Plans for a new museum in London that will celebrate the UK’s Olympic legacy have been announced.
The museum – set to open in 2014 – will find its home next to the Orbit Tower at London’s Queen Elizabeth Olympic Park, and gather mementos from the 2012 Games.
Visitors will have the opportunity to learn more about each of the city’s Olympic venues and how they were built, as well as celebrate the 1908 and 1948 Games – which were also hosted in London.
“The museum will also provide an important opportunity to honour and celebrate the most outstanding British Olympic athletes and create a platform for their stories to inspire generation upon generation of future sport participants with their achievements,” BOA Chairman Colin Moynihan told the BBC.
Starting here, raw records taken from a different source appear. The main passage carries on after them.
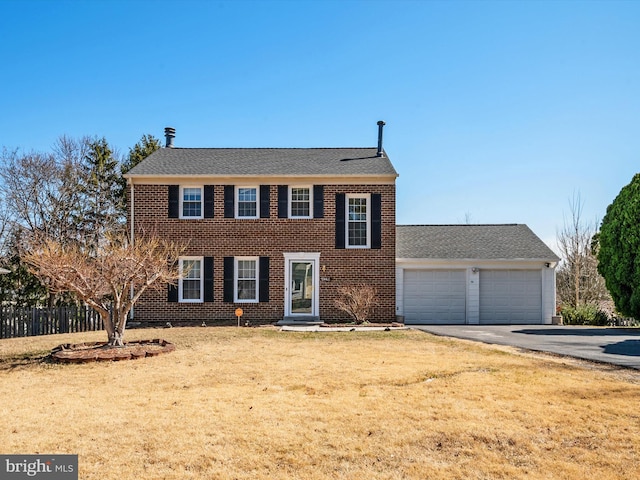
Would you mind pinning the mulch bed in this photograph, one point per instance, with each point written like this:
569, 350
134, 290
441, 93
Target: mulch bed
101, 352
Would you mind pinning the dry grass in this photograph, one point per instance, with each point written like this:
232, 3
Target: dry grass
258, 403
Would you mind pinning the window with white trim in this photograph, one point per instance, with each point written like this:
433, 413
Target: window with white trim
246, 279
190, 283
247, 202
300, 201
358, 221
190, 202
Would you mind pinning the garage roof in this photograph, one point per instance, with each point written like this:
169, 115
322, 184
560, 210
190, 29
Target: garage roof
482, 242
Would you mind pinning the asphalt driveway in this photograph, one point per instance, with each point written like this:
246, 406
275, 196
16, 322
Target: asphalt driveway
617, 346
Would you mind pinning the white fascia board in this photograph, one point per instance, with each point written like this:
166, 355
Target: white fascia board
263, 179
462, 263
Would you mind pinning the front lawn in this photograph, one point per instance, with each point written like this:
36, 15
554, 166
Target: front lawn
254, 403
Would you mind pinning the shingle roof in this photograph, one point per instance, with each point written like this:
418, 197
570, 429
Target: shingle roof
264, 161
482, 242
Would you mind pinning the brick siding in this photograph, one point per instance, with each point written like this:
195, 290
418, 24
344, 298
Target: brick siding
221, 237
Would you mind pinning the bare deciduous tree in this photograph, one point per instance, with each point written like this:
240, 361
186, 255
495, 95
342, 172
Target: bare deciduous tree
358, 301
111, 278
578, 281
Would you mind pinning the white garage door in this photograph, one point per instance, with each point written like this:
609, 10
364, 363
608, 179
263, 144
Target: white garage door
510, 296
434, 296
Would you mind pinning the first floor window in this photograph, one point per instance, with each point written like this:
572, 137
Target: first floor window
247, 202
191, 202
246, 281
358, 221
190, 283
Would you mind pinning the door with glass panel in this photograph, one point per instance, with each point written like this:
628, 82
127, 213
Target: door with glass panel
302, 287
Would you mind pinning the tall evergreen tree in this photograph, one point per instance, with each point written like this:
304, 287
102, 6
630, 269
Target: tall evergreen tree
619, 249
102, 205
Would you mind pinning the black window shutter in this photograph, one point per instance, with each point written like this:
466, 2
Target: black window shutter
172, 293
340, 221
227, 295
318, 201
174, 201
283, 201
208, 201
229, 208
263, 285
376, 220
208, 279
264, 201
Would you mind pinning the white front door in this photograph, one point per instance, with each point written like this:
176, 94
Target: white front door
301, 284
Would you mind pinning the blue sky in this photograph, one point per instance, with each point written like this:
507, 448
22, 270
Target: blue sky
496, 111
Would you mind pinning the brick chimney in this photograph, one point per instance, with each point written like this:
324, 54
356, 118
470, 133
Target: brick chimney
380, 126
169, 135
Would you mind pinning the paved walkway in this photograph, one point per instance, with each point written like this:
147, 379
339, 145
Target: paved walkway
617, 346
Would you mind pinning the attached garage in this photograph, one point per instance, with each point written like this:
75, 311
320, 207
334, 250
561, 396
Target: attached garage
473, 274
435, 296
510, 297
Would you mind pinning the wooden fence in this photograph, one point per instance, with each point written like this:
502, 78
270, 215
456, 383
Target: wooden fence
27, 322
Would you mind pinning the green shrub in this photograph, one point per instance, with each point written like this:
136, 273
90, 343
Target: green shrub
584, 314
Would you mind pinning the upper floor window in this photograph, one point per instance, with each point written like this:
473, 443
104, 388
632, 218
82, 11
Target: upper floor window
190, 283
300, 202
191, 202
247, 202
358, 221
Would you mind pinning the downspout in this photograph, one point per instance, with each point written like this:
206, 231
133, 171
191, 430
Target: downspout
131, 240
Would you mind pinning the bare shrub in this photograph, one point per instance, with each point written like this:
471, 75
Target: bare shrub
358, 301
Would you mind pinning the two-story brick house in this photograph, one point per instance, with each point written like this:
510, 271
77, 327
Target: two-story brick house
275, 231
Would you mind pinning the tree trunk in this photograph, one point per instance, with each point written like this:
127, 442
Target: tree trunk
115, 339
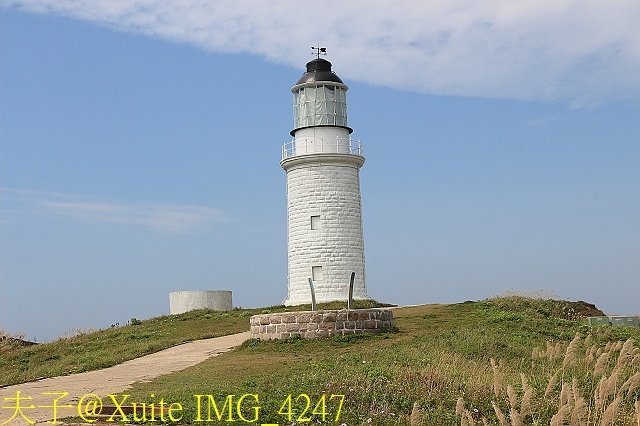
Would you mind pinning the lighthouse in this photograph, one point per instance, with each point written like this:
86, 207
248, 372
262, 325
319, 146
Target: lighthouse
324, 211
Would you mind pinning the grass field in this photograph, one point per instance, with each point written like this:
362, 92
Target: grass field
504, 361
104, 348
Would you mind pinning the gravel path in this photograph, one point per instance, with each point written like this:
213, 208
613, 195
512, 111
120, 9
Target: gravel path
110, 380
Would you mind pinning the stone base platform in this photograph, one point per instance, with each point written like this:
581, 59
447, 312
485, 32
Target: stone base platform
316, 324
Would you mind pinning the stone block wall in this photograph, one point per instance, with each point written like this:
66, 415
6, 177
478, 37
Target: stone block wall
329, 189
327, 323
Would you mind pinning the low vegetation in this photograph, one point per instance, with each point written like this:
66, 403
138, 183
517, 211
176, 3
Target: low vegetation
507, 361
22, 361
503, 361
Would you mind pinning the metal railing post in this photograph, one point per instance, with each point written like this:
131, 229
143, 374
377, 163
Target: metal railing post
350, 300
313, 295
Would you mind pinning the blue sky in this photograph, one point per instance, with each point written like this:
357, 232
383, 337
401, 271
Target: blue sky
140, 146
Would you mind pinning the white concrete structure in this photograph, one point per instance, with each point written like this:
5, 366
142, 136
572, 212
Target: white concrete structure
324, 210
185, 301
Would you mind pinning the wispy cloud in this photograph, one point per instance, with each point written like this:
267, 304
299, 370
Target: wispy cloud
579, 51
171, 218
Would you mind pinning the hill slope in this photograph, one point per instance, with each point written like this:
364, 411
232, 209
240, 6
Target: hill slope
504, 361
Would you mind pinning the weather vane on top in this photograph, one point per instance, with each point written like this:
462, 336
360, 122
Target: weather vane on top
319, 51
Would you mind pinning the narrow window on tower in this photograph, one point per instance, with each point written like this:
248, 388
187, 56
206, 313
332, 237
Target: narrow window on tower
316, 273
315, 222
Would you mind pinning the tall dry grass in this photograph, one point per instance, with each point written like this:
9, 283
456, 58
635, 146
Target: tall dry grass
586, 384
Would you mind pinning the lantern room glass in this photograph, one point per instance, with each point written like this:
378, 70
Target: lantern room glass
319, 105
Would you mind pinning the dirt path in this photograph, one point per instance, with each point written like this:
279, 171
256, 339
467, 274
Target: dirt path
110, 380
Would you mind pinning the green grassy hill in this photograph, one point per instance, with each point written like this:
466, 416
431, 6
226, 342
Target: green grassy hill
511, 361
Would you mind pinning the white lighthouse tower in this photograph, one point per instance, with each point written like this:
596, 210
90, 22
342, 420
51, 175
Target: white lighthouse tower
324, 211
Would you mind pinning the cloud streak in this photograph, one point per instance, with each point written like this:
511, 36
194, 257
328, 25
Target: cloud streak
577, 51
168, 218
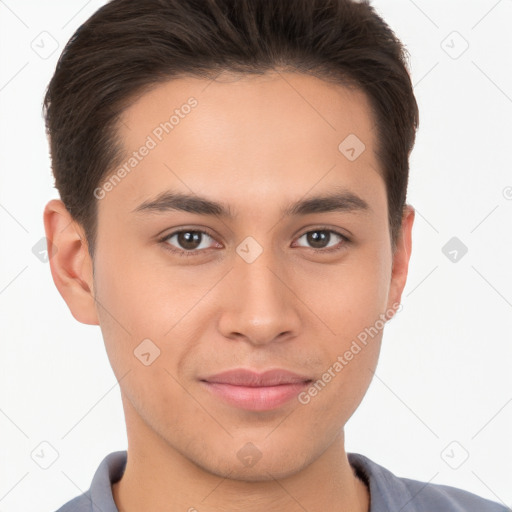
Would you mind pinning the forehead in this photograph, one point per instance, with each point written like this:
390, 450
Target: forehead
246, 135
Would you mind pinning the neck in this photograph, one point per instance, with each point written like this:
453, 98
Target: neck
159, 477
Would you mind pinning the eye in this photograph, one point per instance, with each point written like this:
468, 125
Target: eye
187, 242
319, 240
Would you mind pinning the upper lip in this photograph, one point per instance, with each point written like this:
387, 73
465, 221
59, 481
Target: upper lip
251, 378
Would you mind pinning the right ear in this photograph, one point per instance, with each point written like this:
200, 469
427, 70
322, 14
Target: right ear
70, 262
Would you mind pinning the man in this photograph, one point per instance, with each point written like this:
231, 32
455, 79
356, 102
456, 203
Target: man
233, 176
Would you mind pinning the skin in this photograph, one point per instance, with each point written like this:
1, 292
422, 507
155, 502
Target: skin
257, 144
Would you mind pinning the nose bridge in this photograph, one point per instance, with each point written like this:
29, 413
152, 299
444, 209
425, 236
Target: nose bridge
262, 306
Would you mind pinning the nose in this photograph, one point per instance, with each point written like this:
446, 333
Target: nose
262, 306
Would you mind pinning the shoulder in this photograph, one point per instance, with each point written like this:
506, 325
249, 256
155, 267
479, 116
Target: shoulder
389, 492
81, 503
100, 492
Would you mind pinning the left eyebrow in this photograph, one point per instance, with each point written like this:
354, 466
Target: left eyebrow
336, 201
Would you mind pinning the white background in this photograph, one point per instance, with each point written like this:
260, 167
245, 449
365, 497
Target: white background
444, 374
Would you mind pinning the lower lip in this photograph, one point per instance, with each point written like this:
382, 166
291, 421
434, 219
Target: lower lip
262, 398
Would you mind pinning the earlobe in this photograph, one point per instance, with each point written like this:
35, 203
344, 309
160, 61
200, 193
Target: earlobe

Still in its early stages, organisers say the museum’s design and content are under discussion but anticipate the museum will also include information on sports, as well as an inside-look at the Olympics that goes beyond typical media coverage.
The museum will cost a proposed £10 million – money organisers will seek to raise through sponsorship and private funding. Once opened, visitors will be charged an entry fee.
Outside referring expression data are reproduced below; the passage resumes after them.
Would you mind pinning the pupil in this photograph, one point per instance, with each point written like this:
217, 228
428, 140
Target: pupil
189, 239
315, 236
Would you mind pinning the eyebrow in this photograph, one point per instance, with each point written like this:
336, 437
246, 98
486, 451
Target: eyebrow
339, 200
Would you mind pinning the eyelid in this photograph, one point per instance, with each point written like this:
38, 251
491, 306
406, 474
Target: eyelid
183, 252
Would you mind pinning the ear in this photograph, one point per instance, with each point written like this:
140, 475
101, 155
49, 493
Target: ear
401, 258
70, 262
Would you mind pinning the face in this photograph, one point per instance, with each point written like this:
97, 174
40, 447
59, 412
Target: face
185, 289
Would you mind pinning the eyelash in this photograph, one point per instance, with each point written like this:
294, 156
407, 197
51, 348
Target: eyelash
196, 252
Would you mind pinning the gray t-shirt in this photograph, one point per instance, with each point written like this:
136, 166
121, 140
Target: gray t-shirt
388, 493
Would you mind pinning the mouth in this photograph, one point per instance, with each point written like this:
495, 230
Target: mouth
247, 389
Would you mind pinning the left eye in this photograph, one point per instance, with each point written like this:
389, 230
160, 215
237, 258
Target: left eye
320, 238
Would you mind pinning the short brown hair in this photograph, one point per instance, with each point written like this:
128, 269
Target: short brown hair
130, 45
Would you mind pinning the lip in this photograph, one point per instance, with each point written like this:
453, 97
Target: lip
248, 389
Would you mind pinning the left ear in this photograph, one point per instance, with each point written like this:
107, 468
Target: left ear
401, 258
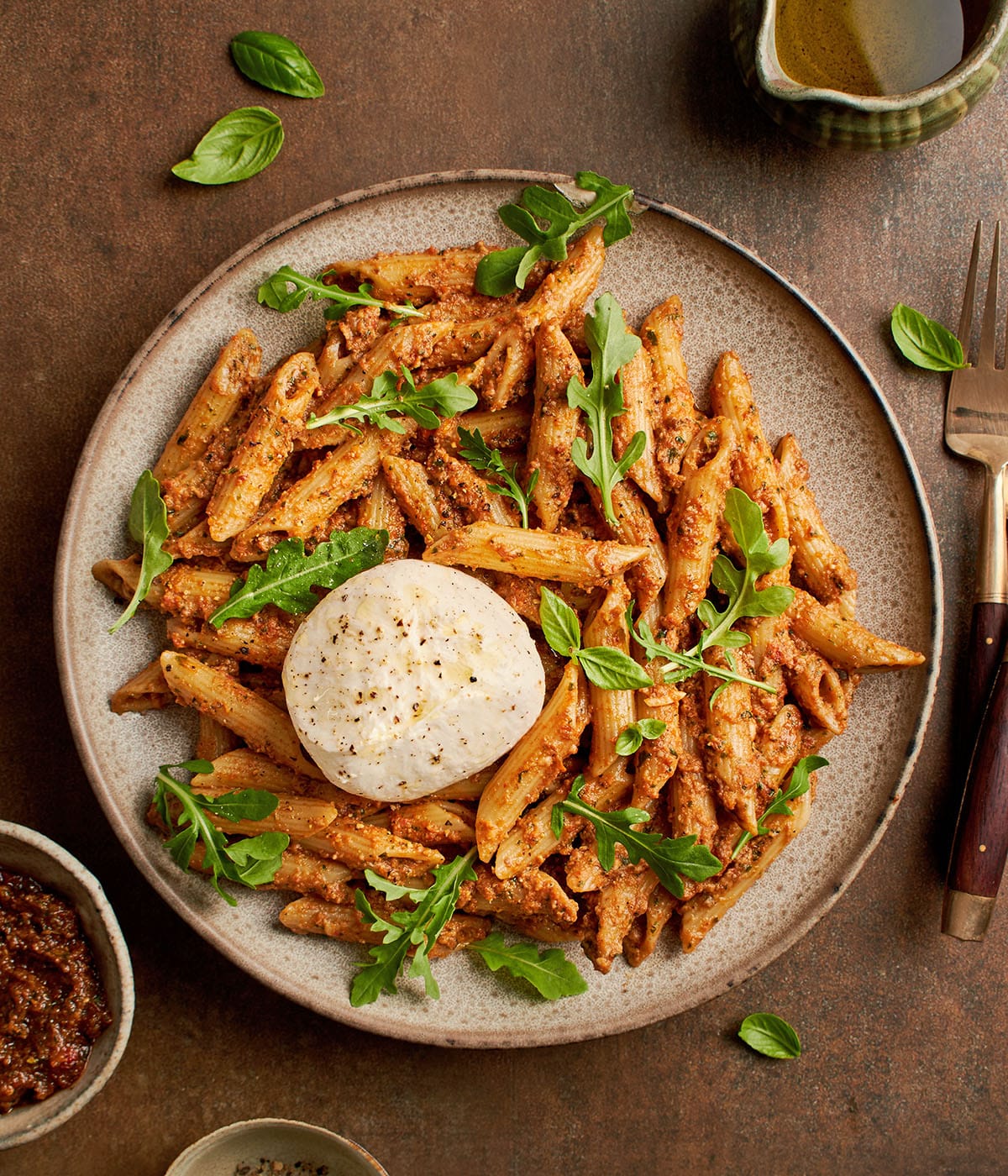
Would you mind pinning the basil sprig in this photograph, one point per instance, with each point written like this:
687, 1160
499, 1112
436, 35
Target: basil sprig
238, 146
149, 526
925, 343
608, 668
276, 64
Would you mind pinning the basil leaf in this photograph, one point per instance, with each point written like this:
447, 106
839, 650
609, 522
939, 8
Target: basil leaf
549, 973
235, 147
560, 625
290, 574
770, 1035
276, 64
632, 738
925, 343
612, 669
149, 526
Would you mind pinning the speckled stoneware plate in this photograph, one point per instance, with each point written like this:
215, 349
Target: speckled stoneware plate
807, 380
“I am a firm believer that the Olympic Games are not only about gold medals, world records are unforgettable sporting competition. At their core they are about people,” International Olympic Committee President Jacques Rogge told the BBC.
“The new British Olympic Museum is the place where these stories of human triumph and sacrifice will come to life and it will become part of the lasting legacy that London 2012 will leave the UK for generations to come.”